Friday, November 22, 2024
Happening Now

Community Cares Coalition Organized To Tackle Local Problems

Four local organizations have come together to form the Cookeville Community Cares Coalition to work on issues like poverty and homelessness.

Hip Cookeville CEO Blair Dudley said the coalition has the ability to work directly with people in need. He said the street-level work they do can resolve issues that might take a government entity three to six months to tackle.

“There are so many issues that either are not being addressed at all, not by government, or there are simply not enough resources to address them, and a lot of it stems around poverty,” Dudley said.

Dudley said the coalition is made up of the Cookeville Human Fund, Helping Hands of Putnam County, the Recovery Kitchen and Hip Cookeville. He said the organizations have been meeting since 2020, so it was time to become official and find a name for the group.
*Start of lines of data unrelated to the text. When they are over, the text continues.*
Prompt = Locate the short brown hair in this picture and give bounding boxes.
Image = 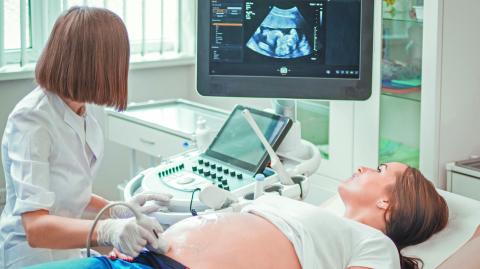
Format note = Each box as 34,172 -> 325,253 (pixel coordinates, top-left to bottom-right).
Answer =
35,7 -> 130,110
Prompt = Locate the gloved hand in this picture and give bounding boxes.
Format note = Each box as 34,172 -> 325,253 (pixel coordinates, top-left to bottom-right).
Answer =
109,192 -> 173,219
97,217 -> 169,257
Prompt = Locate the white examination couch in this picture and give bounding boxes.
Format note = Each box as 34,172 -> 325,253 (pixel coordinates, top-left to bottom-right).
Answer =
322,191 -> 480,269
“We’re out there like immediately, and we may not know what we’re doing, but we know what we can do,” Dudley said. “We take on, we tackle the problems and we meet people at an individual level. This is the need that they have. We don’t give a crap what their background was, and there are a lot of places that they come in and they have to fill out all these forms and they have to do all this stuff just to get shelter. That’s not us.”

He said in December of 2022, they opened a shelter at Collegeside Church of Christ that protected some 50 unsheltered people from potentially deadly temperatures. He said this year, they planned a shelter well in advance at Cookeville Rescue Mission’s Johnstone Building. The shelters will be on standby year round for any inclement weather including temperatures in excess of 100 degrees, tornadoes, and freezes.

“It shows what we can do if we drop our egos, if we drop our taking credit for stuff, it shows what we actually can do if we don’t have another agenda,” Dudley said.

Dudley said that he and Becca Duncan of Helping Hands usually take the lead for the coalition, but everyone involved plays a pivotal role and there is no defined leadership structure. He said the next major project the coalition has planned is a day service that provides impoverished or unsheltered people with the resources they need like computer access and necessities without having to travel and jump through hoops.

“I love our community and I love how they step in and they feel what we can do, and they support what we can do, and they actually care,” Dudley said.